PORT ANGELES — The hair thing began about two years ago. Teenager Liam Getzin let his grow. And grow. It got heavy on his neck.
It was February 2020 when his mother, Wendy Clark-Getzin, talked with another parent about the benefits of letting go of their children’s hair decisions.
Don’t sweat it; their hair is “an expression of teenage-hood,” she recalled.
“Liam looked like he walked out of the ’70s,” and soon needed help from his sister and his mom on how to manage long hair. Elastics. Combs. Detangling conditioner.
Then came the pandemic, along with additional inches of hair. Barbershops closed, and reopened again, and Wendy thought her son might grow tired of all that hair care and head for a barber.
Instead, the two found out about Wigs for Kids (Wigsforkids.org), an organization that provides wigs, free of charge, to children who have lost their hair while suffering health crises.
On Feb. 18, barber Beckie Tunstall of Clipper & Style in Port Angeles sectioned and cut 14 inches of Getzin’s hair in an after-hours appointment that ran more than 135 minutes. She then packaged up the tresses and sent them to Wigs for Kids in Westlake, Ohio.

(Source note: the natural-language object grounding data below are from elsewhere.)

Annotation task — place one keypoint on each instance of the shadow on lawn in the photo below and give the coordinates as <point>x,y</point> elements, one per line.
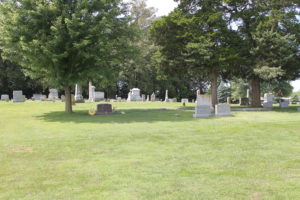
<point>130,116</point>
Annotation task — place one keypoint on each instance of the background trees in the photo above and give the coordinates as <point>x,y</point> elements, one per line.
<point>64,42</point>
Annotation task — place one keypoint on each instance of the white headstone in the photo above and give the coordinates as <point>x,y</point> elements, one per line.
<point>78,94</point>
<point>223,110</point>
<point>99,96</point>
<point>167,96</point>
<point>4,97</point>
<point>134,95</point>
<point>37,96</point>
<point>284,104</point>
<point>184,100</point>
<point>153,97</point>
<point>202,111</point>
<point>53,94</point>
<point>18,96</point>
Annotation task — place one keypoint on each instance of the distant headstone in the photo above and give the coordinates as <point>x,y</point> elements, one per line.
<point>134,95</point>
<point>167,96</point>
<point>78,94</point>
<point>91,92</point>
<point>53,95</point>
<point>223,110</point>
<point>43,98</point>
<point>153,97</point>
<point>18,96</point>
<point>229,100</point>
<point>203,106</point>
<point>268,101</point>
<point>284,104</point>
<point>63,98</point>
<point>4,97</point>
<point>104,109</point>
<point>244,101</point>
<point>99,96</point>
<point>37,97</point>
<point>184,100</point>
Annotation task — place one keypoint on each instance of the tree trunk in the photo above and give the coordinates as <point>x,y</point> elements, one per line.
<point>68,103</point>
<point>214,88</point>
<point>255,92</point>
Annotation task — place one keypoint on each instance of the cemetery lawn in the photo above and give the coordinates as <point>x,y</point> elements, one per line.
<point>147,153</point>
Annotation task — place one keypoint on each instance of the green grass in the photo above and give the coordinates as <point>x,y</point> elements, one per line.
<point>147,153</point>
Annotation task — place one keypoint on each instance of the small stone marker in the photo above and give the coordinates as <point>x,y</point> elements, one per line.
<point>104,109</point>
<point>78,94</point>
<point>223,110</point>
<point>99,96</point>
<point>36,97</point>
<point>4,97</point>
<point>184,100</point>
<point>18,96</point>
<point>284,104</point>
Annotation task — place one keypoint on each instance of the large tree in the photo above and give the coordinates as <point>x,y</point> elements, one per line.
<point>195,40</point>
<point>64,42</point>
<point>269,37</point>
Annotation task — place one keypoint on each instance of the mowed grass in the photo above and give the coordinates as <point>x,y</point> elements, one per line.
<point>147,153</point>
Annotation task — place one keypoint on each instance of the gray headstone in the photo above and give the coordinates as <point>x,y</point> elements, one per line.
<point>4,97</point>
<point>223,110</point>
<point>78,94</point>
<point>202,111</point>
<point>18,96</point>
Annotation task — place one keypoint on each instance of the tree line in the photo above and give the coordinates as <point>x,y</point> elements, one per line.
<point>118,46</point>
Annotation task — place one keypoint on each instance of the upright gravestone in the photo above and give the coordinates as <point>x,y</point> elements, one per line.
<point>104,109</point>
<point>203,106</point>
<point>4,97</point>
<point>78,94</point>
<point>167,96</point>
<point>223,110</point>
<point>18,96</point>
<point>284,104</point>
<point>36,97</point>
<point>99,96</point>
<point>184,100</point>
<point>153,97</point>
<point>268,101</point>
<point>134,95</point>
<point>91,92</point>
<point>244,101</point>
<point>53,95</point>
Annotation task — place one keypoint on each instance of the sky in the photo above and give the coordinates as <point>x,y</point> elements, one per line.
<point>164,7</point>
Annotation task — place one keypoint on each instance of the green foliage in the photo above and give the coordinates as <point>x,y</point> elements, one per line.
<point>64,42</point>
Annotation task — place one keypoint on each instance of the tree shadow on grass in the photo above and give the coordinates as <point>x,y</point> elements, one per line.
<point>130,116</point>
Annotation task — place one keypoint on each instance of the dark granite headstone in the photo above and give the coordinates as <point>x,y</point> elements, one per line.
<point>104,109</point>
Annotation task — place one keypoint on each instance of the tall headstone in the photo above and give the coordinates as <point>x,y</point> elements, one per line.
<point>134,95</point>
<point>78,94</point>
<point>223,110</point>
<point>268,101</point>
<point>203,106</point>
<point>53,94</point>
<point>36,97</point>
<point>91,92</point>
<point>99,96</point>
<point>153,97</point>
<point>167,96</point>
<point>18,96</point>
<point>4,97</point>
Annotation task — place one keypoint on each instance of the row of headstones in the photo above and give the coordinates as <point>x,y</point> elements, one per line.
<point>19,97</point>
<point>204,108</point>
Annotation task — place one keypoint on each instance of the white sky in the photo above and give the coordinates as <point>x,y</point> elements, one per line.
<point>164,7</point>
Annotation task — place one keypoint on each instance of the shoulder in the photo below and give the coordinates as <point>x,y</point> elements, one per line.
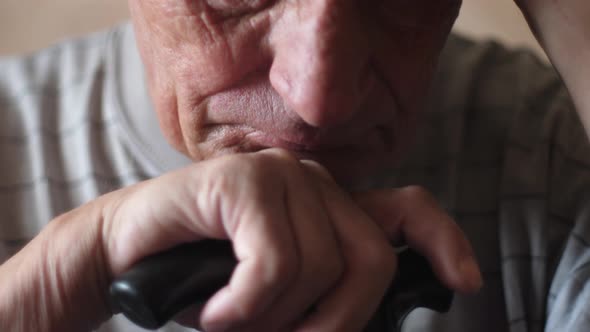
<point>56,126</point>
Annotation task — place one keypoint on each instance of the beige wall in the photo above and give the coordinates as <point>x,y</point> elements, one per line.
<point>26,25</point>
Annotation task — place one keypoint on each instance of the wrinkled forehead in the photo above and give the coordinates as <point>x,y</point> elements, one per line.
<point>411,13</point>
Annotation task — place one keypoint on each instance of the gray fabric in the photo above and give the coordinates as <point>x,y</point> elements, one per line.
<point>501,148</point>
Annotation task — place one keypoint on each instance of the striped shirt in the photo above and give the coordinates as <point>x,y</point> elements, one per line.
<point>501,147</point>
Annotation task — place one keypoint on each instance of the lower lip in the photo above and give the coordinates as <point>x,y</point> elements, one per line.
<point>271,141</point>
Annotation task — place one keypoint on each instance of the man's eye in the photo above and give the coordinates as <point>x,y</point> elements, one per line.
<point>236,7</point>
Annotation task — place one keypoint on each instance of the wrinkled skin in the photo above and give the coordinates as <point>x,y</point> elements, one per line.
<point>325,79</point>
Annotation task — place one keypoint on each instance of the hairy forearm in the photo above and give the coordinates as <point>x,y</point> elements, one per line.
<point>563,29</point>
<point>57,282</point>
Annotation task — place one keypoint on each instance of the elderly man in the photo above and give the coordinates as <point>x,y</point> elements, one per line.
<point>296,116</point>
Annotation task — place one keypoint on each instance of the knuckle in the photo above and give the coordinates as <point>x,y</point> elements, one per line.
<point>378,257</point>
<point>416,194</point>
<point>329,271</point>
<point>279,268</point>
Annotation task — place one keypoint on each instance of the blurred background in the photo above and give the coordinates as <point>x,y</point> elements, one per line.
<point>27,25</point>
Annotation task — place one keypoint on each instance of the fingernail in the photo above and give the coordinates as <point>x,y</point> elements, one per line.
<point>216,312</point>
<point>471,274</point>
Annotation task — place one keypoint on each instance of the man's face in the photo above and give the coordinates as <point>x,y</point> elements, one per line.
<point>337,81</point>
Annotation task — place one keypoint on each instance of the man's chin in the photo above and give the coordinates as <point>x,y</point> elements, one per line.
<point>350,167</point>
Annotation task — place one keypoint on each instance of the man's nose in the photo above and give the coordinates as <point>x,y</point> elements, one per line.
<point>321,63</point>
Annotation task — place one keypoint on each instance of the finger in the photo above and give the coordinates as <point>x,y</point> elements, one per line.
<point>267,256</point>
<point>412,213</point>
<point>370,266</point>
<point>321,264</point>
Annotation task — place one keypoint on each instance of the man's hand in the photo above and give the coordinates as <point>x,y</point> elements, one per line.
<point>302,243</point>
<point>563,29</point>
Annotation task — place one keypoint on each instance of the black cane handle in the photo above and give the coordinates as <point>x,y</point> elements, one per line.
<point>157,288</point>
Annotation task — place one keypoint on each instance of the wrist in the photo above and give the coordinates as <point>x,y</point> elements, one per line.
<point>58,282</point>
<point>561,27</point>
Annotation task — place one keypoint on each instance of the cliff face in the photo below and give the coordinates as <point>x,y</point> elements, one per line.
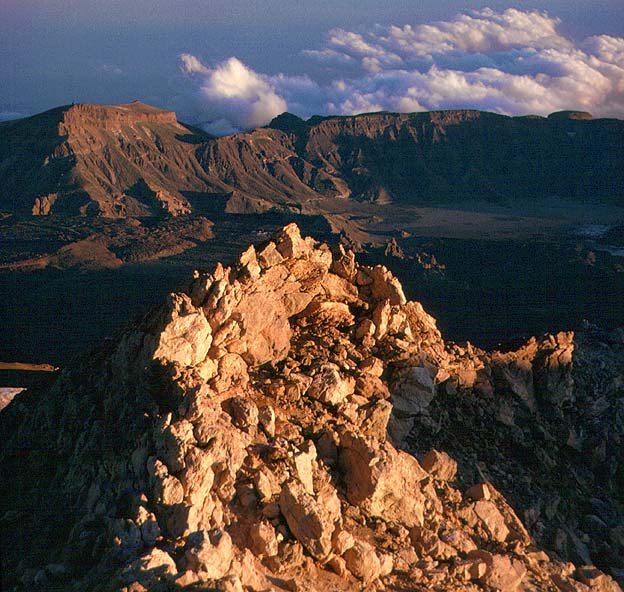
<point>254,433</point>
<point>137,160</point>
<point>113,161</point>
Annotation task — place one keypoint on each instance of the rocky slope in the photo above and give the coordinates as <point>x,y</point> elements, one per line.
<point>136,160</point>
<point>115,161</point>
<point>254,433</point>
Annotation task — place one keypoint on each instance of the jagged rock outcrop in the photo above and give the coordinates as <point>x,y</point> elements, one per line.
<point>237,439</point>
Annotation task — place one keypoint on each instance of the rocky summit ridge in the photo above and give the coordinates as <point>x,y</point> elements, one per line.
<point>264,430</point>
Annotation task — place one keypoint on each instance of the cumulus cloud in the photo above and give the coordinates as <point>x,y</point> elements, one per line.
<point>235,97</point>
<point>512,62</point>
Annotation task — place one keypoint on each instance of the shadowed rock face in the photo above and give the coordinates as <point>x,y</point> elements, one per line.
<point>231,443</point>
<point>136,160</point>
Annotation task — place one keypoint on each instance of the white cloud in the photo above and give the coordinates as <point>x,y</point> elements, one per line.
<point>513,62</point>
<point>234,96</point>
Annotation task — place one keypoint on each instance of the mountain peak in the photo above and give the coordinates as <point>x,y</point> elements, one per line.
<point>246,434</point>
<point>83,114</point>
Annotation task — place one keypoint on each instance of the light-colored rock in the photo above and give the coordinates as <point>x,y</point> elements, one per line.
<point>492,519</point>
<point>209,552</point>
<point>479,491</point>
<point>382,480</point>
<point>150,568</point>
<point>263,539</point>
<point>330,386</point>
<point>186,337</point>
<point>310,521</point>
<point>362,561</point>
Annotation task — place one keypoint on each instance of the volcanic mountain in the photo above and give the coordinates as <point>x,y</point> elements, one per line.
<point>136,160</point>
<point>281,425</point>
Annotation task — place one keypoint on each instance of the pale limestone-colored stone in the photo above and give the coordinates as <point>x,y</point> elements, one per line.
<point>169,491</point>
<point>186,337</point>
<point>380,318</point>
<point>209,552</point>
<point>492,519</point>
<point>342,541</point>
<point>244,413</point>
<point>290,244</point>
<point>338,289</point>
<point>362,561</point>
<point>303,461</point>
<point>330,386</point>
<point>373,420</point>
<point>372,365</point>
<point>311,521</point>
<point>263,539</point>
<point>386,286</point>
<point>411,395</point>
<point>440,465</point>
<point>365,329</point>
<point>248,267</point>
<point>266,418</point>
<point>269,256</point>
<point>172,443</point>
<point>382,480</point>
<point>343,263</point>
<point>232,373</point>
<point>198,476</point>
<point>329,313</point>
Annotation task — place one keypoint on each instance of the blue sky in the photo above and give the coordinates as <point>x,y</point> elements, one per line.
<point>255,57</point>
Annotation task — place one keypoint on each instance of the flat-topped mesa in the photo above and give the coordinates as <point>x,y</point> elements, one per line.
<point>81,115</point>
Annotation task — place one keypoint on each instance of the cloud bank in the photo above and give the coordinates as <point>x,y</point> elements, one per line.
<point>511,62</point>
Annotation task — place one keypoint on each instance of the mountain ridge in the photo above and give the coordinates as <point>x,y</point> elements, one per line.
<point>137,160</point>
<point>251,434</point>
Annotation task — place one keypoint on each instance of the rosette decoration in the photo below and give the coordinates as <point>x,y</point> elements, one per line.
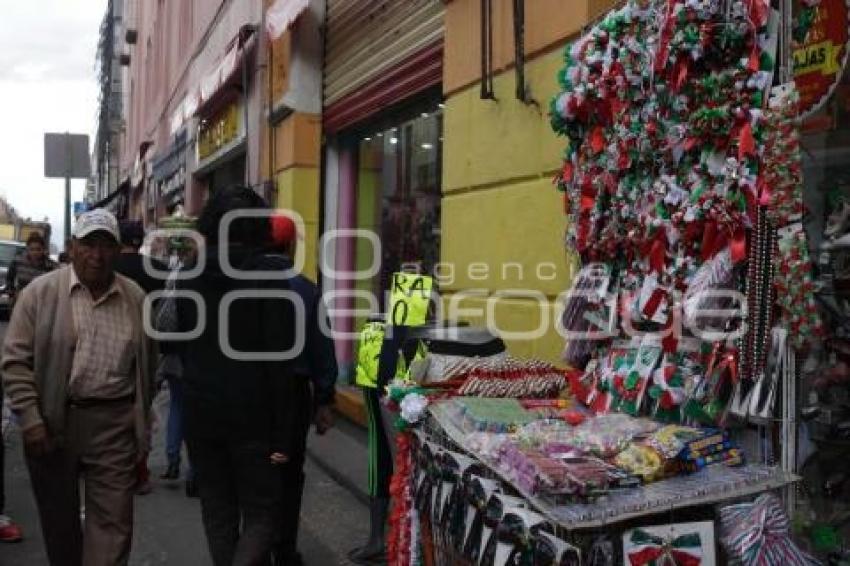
<point>782,193</point>
<point>758,534</point>
<point>408,401</point>
<point>672,151</point>
<point>402,545</point>
<point>652,550</point>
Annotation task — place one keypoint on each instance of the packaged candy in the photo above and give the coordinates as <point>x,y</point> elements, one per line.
<point>641,461</point>
<point>606,436</point>
<point>472,414</point>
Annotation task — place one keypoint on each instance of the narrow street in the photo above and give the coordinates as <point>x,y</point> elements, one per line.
<point>168,528</point>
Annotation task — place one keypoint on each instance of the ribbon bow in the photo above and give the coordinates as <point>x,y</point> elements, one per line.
<point>758,533</point>
<point>652,550</point>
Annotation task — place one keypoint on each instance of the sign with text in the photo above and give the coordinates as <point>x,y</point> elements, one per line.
<point>410,296</point>
<point>67,156</point>
<point>819,60</point>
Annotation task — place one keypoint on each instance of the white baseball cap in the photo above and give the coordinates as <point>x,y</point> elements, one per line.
<point>97,220</point>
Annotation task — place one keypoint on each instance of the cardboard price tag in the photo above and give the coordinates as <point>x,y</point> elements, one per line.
<point>369,350</point>
<point>409,298</point>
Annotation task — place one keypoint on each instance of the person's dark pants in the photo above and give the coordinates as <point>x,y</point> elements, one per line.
<point>239,487</point>
<point>99,447</point>
<point>174,431</point>
<point>2,469</point>
<point>380,456</point>
<point>292,476</point>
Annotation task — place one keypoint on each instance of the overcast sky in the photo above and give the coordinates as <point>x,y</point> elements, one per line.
<point>47,84</point>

“It feels liberating,” Getzin said.
The morning after, Getzin made two public appearances. A violinist since he was 4, he performed in the Port Angeles Symphony Orchestra’s morning and evening concerts of Tchaikovsky, Francaix and Mozart at the Port Angeles High School Performing Arts Center, his locks barely grazing his collar.
“I look back on myself,” said Getzin, 18, “and I ask myself how in the world did I carry that? It was so heavy.”
This was the first time Tunstall had ever done a Wigs for Kids cut. She has ample experience on the other end of this continuum, though.
At the Allure Academy cosmetology school in Port Angeles, Tunstall has styled wigs for women who have lost their hair to chemotherapy treatments. It is a joy, she said, to see such a woman behold her new look in the mirror.
Wendy first found Tunstall when she was at Allure, making the transition from managing Subway sandwich shops to styling and cutting hair.
“She’s good with teenagers. My daughter says she is the first person who can comb her long hair with no pain,” Wendy said.
“I was convinced Beckie could handle the prolonged hair donation process when I saw her with a woman needing a wig. She worked hard until the woman had new stylized hair. I saw a good heart in her.”
Getzin’s plan to donate his hair to Wigs for Kids became a kind of beacon of purpose through the pandemic, Wendy added.
“This would be a nice thing to do,” Getzin said.
“I feel like it is a contribution to my spiritual beliefs,” about which he didn’t elaborate.
Getzin, who participated in the Port Angeles Symphony’s Nico Snel Young Artist Competition in January, is a vocalist as well as a violinist; he said he prefers singing to playing.
After graduation this year, he plans to attend Edmonds Community College, and then onward to study the arts, especially music.
For now, he’ll enjoy the lightness of his short haircut.
“It feels nice,” he said, “to have the wind brush the back of my neck.”